Tri-University Digital Humanities Workshop | College of Arts

Tri-University Digital Humanities Workshop

Tri-University Digital Humanities Workshop
University of Guelph • University of Waterloo • Wilfrid Laurier University
Sept. 30- Oct. 1, 2011

Over the past several decades, the various disciplines in the humanities have been incorporating the tools and methods of computers into all facets of their work – from research and preservation to teaching and more general dissemination. This two-day event aims at bringing together practitioners who use the digital humanities in Southwestern Ontario and beyond.

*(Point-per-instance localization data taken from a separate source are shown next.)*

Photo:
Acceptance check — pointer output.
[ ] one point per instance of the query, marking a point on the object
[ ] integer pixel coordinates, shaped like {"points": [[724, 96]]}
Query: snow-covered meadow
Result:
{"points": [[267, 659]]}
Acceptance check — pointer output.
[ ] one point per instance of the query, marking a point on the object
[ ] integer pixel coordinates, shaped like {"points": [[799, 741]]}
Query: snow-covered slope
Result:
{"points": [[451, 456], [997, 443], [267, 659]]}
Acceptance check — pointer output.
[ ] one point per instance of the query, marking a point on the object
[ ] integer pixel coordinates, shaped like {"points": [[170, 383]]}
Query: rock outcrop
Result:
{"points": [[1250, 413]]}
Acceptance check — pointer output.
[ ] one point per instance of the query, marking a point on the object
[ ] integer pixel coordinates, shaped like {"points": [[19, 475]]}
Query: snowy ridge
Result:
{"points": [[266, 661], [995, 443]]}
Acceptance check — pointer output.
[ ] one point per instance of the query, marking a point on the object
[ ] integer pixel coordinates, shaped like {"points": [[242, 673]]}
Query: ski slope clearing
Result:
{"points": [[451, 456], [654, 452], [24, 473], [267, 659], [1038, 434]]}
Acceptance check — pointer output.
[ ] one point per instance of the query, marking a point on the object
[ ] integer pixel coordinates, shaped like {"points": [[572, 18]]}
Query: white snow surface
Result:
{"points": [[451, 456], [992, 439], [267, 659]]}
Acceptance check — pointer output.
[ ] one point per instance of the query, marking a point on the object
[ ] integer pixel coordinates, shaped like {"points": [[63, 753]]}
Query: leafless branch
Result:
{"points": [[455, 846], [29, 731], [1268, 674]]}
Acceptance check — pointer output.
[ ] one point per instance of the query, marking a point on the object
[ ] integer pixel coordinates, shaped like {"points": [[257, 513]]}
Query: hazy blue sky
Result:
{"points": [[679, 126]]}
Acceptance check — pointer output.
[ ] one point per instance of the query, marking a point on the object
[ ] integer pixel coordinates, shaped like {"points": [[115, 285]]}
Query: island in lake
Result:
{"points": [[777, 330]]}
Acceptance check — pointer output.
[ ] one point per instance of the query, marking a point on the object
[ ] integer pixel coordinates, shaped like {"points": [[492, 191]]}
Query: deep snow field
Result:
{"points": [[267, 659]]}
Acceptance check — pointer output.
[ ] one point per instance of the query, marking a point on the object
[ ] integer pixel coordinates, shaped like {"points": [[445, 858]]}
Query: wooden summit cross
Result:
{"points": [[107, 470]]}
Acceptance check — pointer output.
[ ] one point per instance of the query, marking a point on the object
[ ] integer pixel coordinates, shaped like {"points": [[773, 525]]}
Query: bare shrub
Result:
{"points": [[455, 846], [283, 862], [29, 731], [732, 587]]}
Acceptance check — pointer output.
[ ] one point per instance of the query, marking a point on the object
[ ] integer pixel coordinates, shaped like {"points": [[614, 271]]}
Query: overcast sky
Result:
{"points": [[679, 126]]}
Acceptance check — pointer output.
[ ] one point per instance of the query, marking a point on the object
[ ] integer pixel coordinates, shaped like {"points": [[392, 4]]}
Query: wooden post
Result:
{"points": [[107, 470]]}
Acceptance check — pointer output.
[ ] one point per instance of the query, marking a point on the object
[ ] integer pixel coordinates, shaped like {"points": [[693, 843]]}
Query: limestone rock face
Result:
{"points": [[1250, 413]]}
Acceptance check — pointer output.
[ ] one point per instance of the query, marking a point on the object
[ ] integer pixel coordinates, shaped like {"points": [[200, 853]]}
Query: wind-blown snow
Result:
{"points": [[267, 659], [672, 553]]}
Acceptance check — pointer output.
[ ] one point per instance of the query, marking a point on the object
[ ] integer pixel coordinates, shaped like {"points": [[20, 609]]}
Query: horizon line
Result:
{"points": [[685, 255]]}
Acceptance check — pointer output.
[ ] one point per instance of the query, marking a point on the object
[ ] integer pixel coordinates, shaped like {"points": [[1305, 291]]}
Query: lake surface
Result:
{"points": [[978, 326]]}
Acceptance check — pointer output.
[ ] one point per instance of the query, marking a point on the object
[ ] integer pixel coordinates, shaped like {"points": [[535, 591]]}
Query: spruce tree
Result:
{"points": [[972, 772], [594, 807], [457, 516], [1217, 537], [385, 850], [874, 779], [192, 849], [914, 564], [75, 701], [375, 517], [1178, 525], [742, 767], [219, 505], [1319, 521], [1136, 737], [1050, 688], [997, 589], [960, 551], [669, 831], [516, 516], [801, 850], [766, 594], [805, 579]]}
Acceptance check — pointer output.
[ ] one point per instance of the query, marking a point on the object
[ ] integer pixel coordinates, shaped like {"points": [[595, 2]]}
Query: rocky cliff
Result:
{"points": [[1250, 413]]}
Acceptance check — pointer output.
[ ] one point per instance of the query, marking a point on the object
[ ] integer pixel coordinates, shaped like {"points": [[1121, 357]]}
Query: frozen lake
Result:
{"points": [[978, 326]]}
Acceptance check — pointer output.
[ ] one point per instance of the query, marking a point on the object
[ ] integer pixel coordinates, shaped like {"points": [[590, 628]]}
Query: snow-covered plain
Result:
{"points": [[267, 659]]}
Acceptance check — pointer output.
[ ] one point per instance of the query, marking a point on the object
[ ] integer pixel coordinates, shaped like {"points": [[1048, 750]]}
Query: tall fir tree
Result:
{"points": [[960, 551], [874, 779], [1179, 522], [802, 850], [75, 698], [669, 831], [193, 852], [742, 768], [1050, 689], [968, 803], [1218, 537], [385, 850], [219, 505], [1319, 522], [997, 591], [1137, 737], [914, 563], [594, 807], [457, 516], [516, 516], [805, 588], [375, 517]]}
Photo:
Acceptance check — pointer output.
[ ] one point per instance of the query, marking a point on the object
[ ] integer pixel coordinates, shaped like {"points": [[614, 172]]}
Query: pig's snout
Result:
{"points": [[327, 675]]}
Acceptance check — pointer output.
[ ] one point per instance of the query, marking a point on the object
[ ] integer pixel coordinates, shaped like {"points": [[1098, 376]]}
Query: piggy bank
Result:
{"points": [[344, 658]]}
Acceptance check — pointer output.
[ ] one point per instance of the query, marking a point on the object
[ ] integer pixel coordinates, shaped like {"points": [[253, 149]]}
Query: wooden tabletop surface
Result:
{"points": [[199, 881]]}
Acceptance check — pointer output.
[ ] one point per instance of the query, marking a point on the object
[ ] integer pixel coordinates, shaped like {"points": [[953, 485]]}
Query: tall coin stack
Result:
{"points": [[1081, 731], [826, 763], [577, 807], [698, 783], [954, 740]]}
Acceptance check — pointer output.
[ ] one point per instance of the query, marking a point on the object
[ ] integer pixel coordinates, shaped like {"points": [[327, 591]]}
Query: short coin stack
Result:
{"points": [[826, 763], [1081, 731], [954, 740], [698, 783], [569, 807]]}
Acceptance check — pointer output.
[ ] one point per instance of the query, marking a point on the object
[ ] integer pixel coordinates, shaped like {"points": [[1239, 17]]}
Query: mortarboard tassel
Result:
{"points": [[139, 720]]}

The first day (Sept. 30) will consist of a Digital Humanities Networking Event, including presentations from organizations and industrial partners who use digital techniques. The second day (Saturday, October 1) will consist of thematic presentations on academic research in the digital humanities, focusing broadly on the areas of network analysis and 'digging into data'.


There is no cost to register. If you plan to attend, please send an email to Vicki Isotamm <>, the College of Arts Events Coordinator. The email's subject line should be 'DHW 2011', and the body should indicate your name, institutional affiliation (if any), and which day(s) you plan to attend. If possible, please let her know as soon as possible. For all other queries about the event, please contact Stuart McCook, Associate Dean of Arts <>


Preliminary Program

Digital Humanities: Tools and Innovation
Friday, September 30.
Digital Media Hub, 151 Charles Street West, Kitchener ON

  • 1:00-1:45 Keynote Speaker: Mr. Ian Wilson (Excecutive Director, the Stratford Institute for Digital Media, and former Chief Librarian and Archivist of Canada)
  • 1:45-2:15 Ron Walker (Executive Director of "Online Access to Canada's Documentary Heritage." 
  • 2:15-2:30 Coffee Break
  • 2:30-2.45 Partnerships Programs funding by the National Sciences and Engineering Research Council of Canada (NSERC)
  • 2:45-3:15 Sharcnet High Performance Computing Network
  • 3:15-3:45 Graeme Morton (Scottish Studies Foundation Chair, University of Guelph) and Wayne Johnston (University of Guelph Library). Open Journal Systems. 
  • 4:00-6:00 Networking Session and Graduate Student Posters


Research in the Digital Humanities
Saturday, October 1
Florence Partridge Room, University of Guelph Library


Registration and Continental Breakfast (8:45-9:30)

Session 1: Network Analysis (9.30-12.00)

The humanities have historically been concerned with networks, in many shapes – networks of people (in their countless forms), of ideas, of texts, of language, of representation, to name but a few. These networks have sometimes been difficult to uncover, and often laborious to reconstruct. Network analysis, as practiced in the digital humanities, seeks to apply computers to make the study of these networks possible, and to generate insights that were effectively impossible before the advent of computers. In practice, network analysis identifies relationships among records and a pattern of interconnectedness that itself (a) may become an object of analysis and (b) adds meaning to the individual-level records.

  • 9:30-10:15  Fabio Faria Mendes (Federal University of Viçosa, Brazil) "Family, History and Network: Some Exercises on Nineteenth-Century Brazilian Sources"
  • 10:15-11:00  Kris Inwood, Luiza Antonie, and Andrew Ross (University of Guelph), "Creating Longitudinal Data from Canadian Historical Census."
  • 11:00-11:45  Bill Turkel (University of Western Ontario), "Meeting the 'High-Throughput' Challenge"

Keynote Address and Lunch: 12.00-2.00

  • Michael Ridley (CIO, University of Guelph). Words of Welcome
  • Peter Baskerville (University of Alberta), "The Digital Challenge: Are Humanities' Days Numbered?"

Session 2: Digging Into Data (2.00-5:00)

This session will explore the various ways that researchers in the digital humanities using new databases and other collections of digital (and digitized) data to answer long-standing questions in the humanities, and also to explore new questions.

  • 2:00-2:45  Chris Nighman (Wilfrid Laurier University), "Janus 2.0: An Enhanced Intertextuality Search Engine for Manipulating the Electronic Manipulus Florum."
  • 2:45-3:15  Ray Siemens (University of Victoria). "Coterie and Contribution: An Approach Toward Understanding the Interpersonal Networks in the Devonshire Manuscript"
  • 3:15-3:30  Coffee Break
  • 3:30-4:15  Christine McWebb (University of Waterloo), "imageMat: a Tool for Interoperable Image Annotation."